The researchers found, however, that the association was stronger in women than in men and stronger in premenopausal women, compared with postmenopausal women.
As in earlier reports, body mass index was directly related to asthma risk. Taking leptin levels into account had very little effect on this association, according to the report in Thorax (April 2006).
The researchers are planning to investigate the roles of other fat-produced compounds in the development of asthma. A focus will be on adiponectin, an antiinflammatory protein that may offset the effects of leptin.
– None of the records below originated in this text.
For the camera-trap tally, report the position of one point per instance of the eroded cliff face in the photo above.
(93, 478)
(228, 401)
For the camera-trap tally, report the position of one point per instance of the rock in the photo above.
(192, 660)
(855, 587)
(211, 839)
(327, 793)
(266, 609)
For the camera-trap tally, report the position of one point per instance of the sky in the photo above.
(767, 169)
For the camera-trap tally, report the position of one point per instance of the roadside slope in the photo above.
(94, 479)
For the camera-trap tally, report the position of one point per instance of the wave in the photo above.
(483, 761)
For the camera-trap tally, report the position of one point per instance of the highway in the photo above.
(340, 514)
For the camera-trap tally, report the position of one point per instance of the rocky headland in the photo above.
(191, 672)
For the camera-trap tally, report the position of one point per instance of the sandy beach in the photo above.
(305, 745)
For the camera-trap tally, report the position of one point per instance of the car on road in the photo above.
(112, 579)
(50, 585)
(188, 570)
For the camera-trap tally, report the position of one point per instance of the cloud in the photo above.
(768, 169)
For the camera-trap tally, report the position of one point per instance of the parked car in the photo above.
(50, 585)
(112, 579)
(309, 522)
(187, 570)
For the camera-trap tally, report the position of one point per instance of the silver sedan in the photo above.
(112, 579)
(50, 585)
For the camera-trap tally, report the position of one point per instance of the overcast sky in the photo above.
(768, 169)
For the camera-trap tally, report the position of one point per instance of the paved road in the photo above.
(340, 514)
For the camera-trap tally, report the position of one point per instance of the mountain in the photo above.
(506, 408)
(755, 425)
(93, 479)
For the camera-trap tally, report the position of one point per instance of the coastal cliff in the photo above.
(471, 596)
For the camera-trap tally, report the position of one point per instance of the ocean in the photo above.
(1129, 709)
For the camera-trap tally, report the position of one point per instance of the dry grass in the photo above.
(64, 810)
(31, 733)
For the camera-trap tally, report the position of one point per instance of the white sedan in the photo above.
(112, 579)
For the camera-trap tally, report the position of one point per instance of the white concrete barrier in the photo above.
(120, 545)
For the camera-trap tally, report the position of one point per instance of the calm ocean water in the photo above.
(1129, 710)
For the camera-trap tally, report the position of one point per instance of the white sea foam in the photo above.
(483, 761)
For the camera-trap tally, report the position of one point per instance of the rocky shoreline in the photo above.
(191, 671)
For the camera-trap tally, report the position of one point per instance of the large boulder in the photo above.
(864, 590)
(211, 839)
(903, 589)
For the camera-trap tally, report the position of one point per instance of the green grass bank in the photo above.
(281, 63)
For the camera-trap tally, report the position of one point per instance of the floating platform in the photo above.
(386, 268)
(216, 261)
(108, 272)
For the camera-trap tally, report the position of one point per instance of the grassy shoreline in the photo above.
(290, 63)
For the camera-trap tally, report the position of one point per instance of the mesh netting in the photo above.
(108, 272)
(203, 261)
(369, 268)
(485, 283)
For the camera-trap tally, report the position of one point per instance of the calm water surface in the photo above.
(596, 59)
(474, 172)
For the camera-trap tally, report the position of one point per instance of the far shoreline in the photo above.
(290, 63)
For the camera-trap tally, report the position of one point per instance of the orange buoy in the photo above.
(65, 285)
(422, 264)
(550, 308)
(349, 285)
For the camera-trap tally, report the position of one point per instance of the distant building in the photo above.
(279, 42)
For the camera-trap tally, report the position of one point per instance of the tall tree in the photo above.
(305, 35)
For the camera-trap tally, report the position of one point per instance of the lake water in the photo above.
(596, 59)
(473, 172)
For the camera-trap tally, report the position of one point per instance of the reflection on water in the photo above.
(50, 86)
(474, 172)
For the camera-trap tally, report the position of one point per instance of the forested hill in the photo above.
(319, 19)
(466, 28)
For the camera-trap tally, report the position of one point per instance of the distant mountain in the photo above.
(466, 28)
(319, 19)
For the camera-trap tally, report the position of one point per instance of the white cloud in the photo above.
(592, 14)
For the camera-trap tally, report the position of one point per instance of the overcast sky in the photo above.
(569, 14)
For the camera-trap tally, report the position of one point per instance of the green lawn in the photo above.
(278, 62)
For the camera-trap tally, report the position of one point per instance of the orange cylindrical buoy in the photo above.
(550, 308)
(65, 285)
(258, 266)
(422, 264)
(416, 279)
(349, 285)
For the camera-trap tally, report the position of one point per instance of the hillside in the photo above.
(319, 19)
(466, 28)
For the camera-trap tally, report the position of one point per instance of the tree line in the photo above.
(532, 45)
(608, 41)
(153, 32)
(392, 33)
Asthma Still Is Poorly Controlled
Despite many treatment options for asthma, new findings suggest that patients have experienced emergency department visits, hospitalizations, or attacks at a rate that has not declined significantly over time.
For the study, the researchers reviewed 3998 case records in an administrative claims database of a managed care setting. The patients included had an asthma diagnosis and >2 claims per year for asthma medications over 4 years. The results of the study showed that over 4 years the exacerbation rate did not drop much.
The data indicated that 41% of patients had at least one asthma exacerbation. Of these patients, 30% were not taking daily asthma maintenance medication before the exacerbation. In addition, patients who had an exacerbation in the first year of the study were about 2 times as likely to experience another exacerbation at some point in the remainder of the study, compared with patients who were exacerbation-free in the first year.
Patients Want Better Allergy Medications
An Asthma and Allergy Foundation of America survey found that 31% of patients with allergies are not happy with their current prescription allergy medication. Of 1214 respondents, 60% also said that they were interested in finding a new prescription allergy medication.
Among the patients with allergies who are not fully satisfied with their current prescription medicine, 55% reported that they are not pleased because their allergy medication does not relieve their symptoms long enough. Nearly 44% are not satisfied because their medication does not provide symptom relief fast enough.
In addition, the survey revealed that 47% of patients with allergies take multiple allergy prescription medications, and 36% of the participants who take prescription allergy medication also reported using OTC allergy medication. The participants identified 3 important aspects of allergy prescription medication: that it be (1) long-lasting, (2) fast-acting, and (3) steroid-free.